I had the privilege of speaking about eliminating data security threats at Data Connectors in Houston a couple weeks ago, and I was asked by several people about how much space “all that audit log data” would take up, and how long you could realistically keep it while still being able to report on it. One person that asked explained that he had a product to collect audit data on a single busy file server, but it could only hold a month or so of data before it consumed a full terabyte of space, and (worse) became almost unusable when generating reports.
If you’ve ever enabled native auditing (like audit object access success in windows or BSM in Solaris) and taken a look at the logs, you’ve certainly noticed, among other things, the astounding number of events they generate. I just enabled native auditing on my workstation while writing this to get some numbers. I then opened one (existing) file, edited one line, saved it, and closed it– this generated 130 distinct events by itself (46 4656 events, 46 4658 events, and 38 4663 events). With numbers like this, it’s no wonder that collecting and storing raw audit logs can take up so much space, and be so slow to parse through.
This is one of the areas where metadata framework technology really shines in unstructured data protection.

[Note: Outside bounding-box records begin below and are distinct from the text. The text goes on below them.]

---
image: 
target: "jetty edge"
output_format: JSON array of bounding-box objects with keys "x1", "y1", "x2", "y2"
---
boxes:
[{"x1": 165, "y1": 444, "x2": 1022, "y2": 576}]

Not only can a metadata framework replace the inefficient native operating system auditing functionalities on many platforms, it can also normalize the audit information and store it within intelligent data structures. Normalization eliminates redundant information, and the data structures are much easier to process after the computationally intensive parts of the audit trail (like the path and SID) are converted into integers.
With normalization and intelligent data structures, not only can audit information be stored more efficiently, it is also quicker to search and easier to analyze.